Quora is a social platform where users can post and answer questions on anything. The website receives more than 600 million visits per month.

Quora is using MySQL for their database needs and they initially used read replicas to handle the large requests they were getting. But as the site became more popular, it was not enough. Data size stored in MySQL is of the order of tens of TB without counting replicas. Their queries per second (QPS) are in the order of hundreds of thousands.

Here are some of the ways the Quora engineers tried to handle the increasing demand:

Vertical Sharding

They were able to partition their database by moving some tables to a different MySQL host.
If a certain table was getting very large or had lots of traffic, they created a new partition for that table. Each partition consists of a master node and replica nodes.

The mapping from a partition to the list of tables in that partition is stored in ZooKeeper.
Vertical sharding enabled them to scale out, rather than always needing to scale up as our data size and QPS increased. There are some disadvantages to this approach.

  • When trying to move large tables from one partition to another, there is a replication lag for the slaves of the destination partition.
  • It was impossible to do a join of tables that live in different partitions. Joins inside MySQL were strongly discouraged in the codebase

Horizontal Sharding

Vertical sharding was a good first step to scale the usage of MySQL, but individual tables can still grow very large. The engineers also decided to use horizontal sharding.

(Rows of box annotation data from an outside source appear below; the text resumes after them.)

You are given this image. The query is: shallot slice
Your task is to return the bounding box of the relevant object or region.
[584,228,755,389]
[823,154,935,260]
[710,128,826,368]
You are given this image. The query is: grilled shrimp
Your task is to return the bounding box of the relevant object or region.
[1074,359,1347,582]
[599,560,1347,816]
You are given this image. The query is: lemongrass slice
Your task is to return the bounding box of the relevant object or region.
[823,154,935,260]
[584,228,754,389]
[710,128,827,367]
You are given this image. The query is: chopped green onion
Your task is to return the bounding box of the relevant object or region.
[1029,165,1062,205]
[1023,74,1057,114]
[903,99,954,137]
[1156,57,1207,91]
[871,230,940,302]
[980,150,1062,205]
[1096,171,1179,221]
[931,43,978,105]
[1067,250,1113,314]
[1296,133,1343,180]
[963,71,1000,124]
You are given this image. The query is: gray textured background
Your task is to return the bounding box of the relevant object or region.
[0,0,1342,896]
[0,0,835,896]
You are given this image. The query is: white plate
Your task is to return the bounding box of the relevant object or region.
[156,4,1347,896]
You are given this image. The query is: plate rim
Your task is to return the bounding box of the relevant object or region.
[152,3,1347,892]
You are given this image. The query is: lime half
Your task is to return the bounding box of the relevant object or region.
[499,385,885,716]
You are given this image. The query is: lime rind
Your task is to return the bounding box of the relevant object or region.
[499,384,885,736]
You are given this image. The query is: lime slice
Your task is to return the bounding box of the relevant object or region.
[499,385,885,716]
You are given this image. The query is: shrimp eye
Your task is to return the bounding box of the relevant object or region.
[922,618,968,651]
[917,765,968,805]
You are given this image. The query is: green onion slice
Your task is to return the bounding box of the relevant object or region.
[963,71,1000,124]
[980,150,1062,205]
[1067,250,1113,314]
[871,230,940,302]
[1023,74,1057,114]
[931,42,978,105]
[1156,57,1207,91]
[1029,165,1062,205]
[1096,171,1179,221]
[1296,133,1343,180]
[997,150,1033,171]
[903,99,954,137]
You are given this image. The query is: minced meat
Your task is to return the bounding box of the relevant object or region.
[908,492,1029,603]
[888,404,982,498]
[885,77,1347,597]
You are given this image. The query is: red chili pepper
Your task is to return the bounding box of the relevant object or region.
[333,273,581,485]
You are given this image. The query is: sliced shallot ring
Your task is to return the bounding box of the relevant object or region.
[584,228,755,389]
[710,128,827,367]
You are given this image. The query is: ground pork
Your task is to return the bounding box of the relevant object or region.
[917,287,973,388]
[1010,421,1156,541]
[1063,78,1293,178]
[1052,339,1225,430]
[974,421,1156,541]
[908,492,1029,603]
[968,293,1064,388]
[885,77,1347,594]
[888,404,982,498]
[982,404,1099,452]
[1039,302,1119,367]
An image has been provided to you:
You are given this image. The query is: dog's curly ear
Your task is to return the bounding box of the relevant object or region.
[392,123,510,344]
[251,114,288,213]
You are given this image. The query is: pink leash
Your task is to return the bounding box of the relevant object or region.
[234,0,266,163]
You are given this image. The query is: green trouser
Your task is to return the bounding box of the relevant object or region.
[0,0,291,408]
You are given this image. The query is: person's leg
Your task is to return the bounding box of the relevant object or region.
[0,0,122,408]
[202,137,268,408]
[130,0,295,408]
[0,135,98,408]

Vertical sharding was a good first step to scale the usage of MySQL, but individual tables can still grow very large. The engineers also decided to use horizontal sharding.

Horizontal sharding involves splitting a logical table into multiple physical tables, which are then referred to as shards of the table.

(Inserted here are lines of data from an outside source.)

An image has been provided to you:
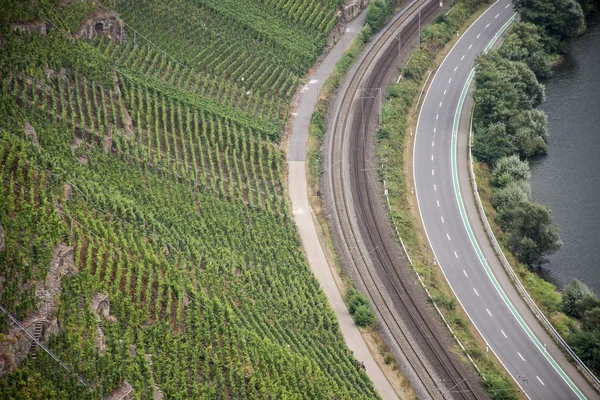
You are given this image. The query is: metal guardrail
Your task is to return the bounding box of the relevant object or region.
[469,109,600,392]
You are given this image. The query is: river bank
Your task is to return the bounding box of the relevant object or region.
[530,13,600,294]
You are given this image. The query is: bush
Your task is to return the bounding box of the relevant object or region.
[563,279,595,318]
[404,50,433,81]
[346,289,375,328]
[352,304,375,328]
[492,181,531,210]
[383,352,394,365]
[492,155,531,187]
[365,0,394,32]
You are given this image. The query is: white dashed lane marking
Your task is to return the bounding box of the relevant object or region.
[535,375,546,386]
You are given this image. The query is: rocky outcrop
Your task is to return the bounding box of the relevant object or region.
[0,244,76,378]
[0,225,4,251]
[24,122,40,144]
[90,293,117,355]
[10,20,48,35]
[74,10,125,43]
[105,381,133,400]
[144,354,163,400]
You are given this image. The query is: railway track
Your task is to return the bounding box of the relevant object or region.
[325,0,487,399]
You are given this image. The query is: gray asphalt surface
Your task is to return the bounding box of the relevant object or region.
[413,0,594,399]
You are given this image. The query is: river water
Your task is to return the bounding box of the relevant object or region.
[531,13,600,295]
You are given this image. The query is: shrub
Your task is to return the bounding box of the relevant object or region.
[365,0,394,32]
[492,155,531,187]
[352,304,375,328]
[346,289,375,328]
[563,279,595,318]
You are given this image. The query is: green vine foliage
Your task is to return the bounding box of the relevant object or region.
[0,0,378,399]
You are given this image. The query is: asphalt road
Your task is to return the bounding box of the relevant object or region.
[413,0,589,399]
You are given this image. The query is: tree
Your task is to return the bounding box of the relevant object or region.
[493,181,531,210]
[497,202,562,265]
[581,307,600,331]
[508,109,548,157]
[365,0,393,32]
[473,122,516,165]
[498,22,554,78]
[353,304,375,328]
[567,329,600,371]
[513,0,585,41]
[492,155,531,187]
[563,279,595,318]
[473,51,545,126]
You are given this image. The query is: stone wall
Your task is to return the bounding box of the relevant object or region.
[0,244,76,378]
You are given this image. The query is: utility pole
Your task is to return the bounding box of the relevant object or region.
[417,10,421,48]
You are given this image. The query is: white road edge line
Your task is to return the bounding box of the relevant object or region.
[413,4,536,393]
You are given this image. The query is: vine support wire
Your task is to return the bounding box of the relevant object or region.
[0,304,104,399]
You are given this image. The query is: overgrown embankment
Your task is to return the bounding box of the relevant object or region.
[473,0,600,371]
[309,0,516,399]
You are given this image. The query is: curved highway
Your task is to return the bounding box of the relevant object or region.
[322,0,487,399]
[413,0,593,400]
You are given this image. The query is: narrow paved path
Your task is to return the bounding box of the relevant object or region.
[413,0,596,400]
[288,12,397,400]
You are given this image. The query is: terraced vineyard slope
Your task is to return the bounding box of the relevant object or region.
[0,0,378,399]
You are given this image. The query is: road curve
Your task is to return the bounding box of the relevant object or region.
[323,0,486,399]
[413,0,595,400]
[287,7,398,400]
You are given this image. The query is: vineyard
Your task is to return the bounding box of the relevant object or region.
[0,0,378,399]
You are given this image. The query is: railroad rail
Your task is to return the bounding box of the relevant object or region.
[324,0,486,399]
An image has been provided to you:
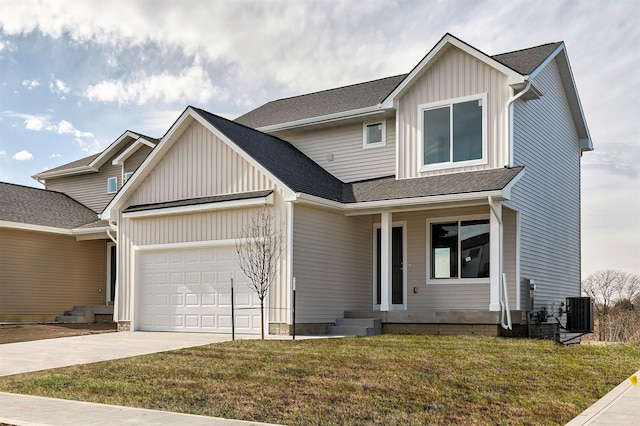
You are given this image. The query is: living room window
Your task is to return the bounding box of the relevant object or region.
[107,177,118,194]
[427,218,490,283]
[362,120,387,149]
[418,94,487,171]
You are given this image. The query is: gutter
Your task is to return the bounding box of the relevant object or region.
[504,76,531,167]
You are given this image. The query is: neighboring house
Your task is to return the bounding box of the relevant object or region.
[0,132,157,322]
[2,34,593,335]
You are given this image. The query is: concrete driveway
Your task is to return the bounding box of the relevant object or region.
[0,331,245,376]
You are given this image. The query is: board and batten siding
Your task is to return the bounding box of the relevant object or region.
[45,142,143,213]
[293,205,373,323]
[398,47,510,179]
[283,117,396,182]
[118,122,290,323]
[128,122,273,205]
[506,56,581,309]
[0,228,106,321]
[124,145,151,173]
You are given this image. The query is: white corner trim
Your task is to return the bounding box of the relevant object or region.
[122,193,273,219]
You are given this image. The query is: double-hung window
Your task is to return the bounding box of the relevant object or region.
[427,218,490,283]
[418,94,487,171]
[362,120,387,149]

When implementing sharding, engineers at Quora had to make quite a few decisions:

  • Build vs. Buy: Quora decided to build an in-house solution rather than use a third-party MySQL sharding solution (Vitess for example).
  • Range-based sharding vs. Hash-based sharding: Quora makes frequent use of range queries so they decided to use range-based sharding. Hash-based sharding performs poorly for range queries.

GitHub

Until recently, GitHub was built around one MySQL database cluster that housed a large portion of the data used for repositories, issues, pull requests, user profiles, etc. This MySQL cluster was called mysql1.

In 2019, GitHub set up a plan to improve their ability to partition their relational databases. Here are the steps they used to achieve this:

Virtual Partitions

Before database tables are physically partitioned, they need to be virtually partitioned in the application layer. You can’t have SQL queries that span partitioned (or soon to be partitioned) database tables.

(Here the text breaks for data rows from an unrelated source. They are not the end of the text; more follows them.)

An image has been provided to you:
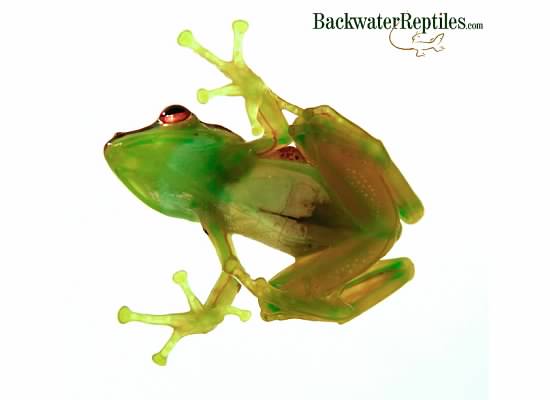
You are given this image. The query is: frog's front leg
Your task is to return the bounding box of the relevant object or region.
[178,20,300,149]
[118,212,251,365]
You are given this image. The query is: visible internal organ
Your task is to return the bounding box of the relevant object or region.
[262,146,307,164]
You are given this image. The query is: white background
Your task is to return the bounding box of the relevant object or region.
[0,0,550,400]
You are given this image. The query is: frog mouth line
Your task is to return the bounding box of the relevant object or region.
[103,121,158,152]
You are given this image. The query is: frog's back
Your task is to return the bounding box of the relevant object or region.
[220,159,354,256]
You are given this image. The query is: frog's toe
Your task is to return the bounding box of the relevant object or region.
[118,271,251,365]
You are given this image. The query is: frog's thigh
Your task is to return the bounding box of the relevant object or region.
[266,239,414,323]
[269,235,387,299]
[291,106,423,223]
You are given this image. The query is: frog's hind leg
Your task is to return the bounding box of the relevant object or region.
[335,257,414,323]
[178,20,301,144]
[260,253,414,324]
[290,106,424,230]
[118,271,251,365]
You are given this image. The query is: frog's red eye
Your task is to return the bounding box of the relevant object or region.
[159,105,191,124]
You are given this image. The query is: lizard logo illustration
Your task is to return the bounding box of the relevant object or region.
[388,27,445,57]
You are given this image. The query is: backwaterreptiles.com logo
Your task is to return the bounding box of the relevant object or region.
[313,12,483,57]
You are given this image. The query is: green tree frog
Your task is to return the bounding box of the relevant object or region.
[104,20,423,365]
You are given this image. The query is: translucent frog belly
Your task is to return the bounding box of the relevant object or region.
[220,160,352,256]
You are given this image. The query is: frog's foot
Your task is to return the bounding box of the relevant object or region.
[118,271,251,365]
[178,20,302,143]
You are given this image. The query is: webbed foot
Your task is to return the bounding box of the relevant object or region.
[118,271,251,365]
[178,20,302,144]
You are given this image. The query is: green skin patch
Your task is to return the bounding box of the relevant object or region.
[108,21,423,365]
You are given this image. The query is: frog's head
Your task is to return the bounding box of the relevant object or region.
[104,105,243,220]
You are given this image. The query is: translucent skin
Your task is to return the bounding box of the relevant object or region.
[105,21,423,365]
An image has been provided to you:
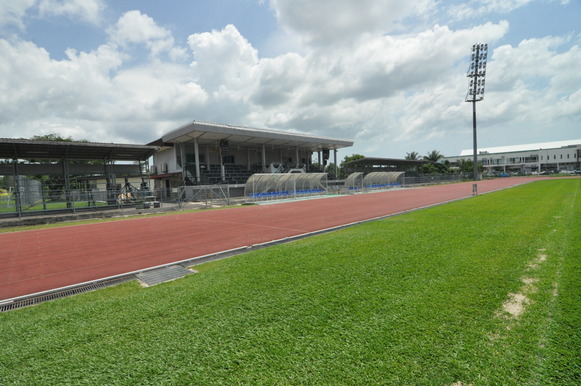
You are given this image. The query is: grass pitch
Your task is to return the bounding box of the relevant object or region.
[0,179,581,385]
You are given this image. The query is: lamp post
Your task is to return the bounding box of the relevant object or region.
[466,44,488,182]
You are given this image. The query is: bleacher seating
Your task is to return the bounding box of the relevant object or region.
[186,164,252,185]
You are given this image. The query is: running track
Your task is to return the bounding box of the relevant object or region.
[0,177,542,301]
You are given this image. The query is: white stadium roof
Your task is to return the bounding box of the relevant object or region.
[460,139,581,156]
[152,121,353,151]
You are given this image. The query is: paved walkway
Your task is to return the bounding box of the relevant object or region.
[0,177,542,301]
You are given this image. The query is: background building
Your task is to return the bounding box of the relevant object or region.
[443,139,581,174]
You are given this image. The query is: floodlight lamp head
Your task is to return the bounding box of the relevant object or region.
[466,43,488,102]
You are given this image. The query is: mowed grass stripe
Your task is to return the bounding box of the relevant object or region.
[0,179,581,385]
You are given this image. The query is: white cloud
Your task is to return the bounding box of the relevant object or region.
[448,0,533,20]
[38,0,105,24]
[270,0,436,46]
[0,0,36,29]
[188,25,258,93]
[0,0,581,157]
[109,10,185,59]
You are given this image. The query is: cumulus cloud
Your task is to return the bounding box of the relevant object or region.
[38,0,105,24]
[270,0,436,46]
[448,0,533,20]
[0,0,36,29]
[109,10,184,57]
[0,0,581,156]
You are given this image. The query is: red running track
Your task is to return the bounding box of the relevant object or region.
[0,178,541,300]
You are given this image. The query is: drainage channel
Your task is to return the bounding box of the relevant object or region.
[0,275,135,312]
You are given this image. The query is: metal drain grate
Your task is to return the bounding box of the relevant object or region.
[0,275,135,312]
[135,265,193,287]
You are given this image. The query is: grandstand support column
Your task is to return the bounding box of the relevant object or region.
[62,158,75,213]
[176,142,188,185]
[206,146,211,170]
[333,149,339,179]
[194,138,200,185]
[12,158,22,218]
[219,146,226,181]
[295,146,301,169]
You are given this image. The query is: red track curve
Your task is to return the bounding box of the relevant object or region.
[0,178,541,300]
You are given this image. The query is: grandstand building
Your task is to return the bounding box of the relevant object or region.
[442,139,581,174]
[149,121,353,196]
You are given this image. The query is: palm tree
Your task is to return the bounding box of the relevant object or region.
[424,150,444,163]
[405,151,420,161]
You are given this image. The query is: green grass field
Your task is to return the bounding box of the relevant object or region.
[0,179,581,385]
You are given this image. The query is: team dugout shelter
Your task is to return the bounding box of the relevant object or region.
[0,138,159,217]
[148,121,353,197]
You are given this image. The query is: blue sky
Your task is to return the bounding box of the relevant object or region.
[0,0,581,157]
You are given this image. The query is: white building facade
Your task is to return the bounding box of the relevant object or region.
[444,139,581,174]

In order to implement Virtual Partitioning, GitHub first created schema domains, where a schema domain describes a tightly coupled set of database tables that are frequently used together in queries.

An example of a schema domain is the gists schema domain, which consists of the tables gistsgist_comments, and starred_gists. These tables would remain together after a partition.

GitHub stored a list of all the schema domains in a YAML configuration file. Here’s an example of a YAML file with the gists, repositories and users schema domains and their respective tables.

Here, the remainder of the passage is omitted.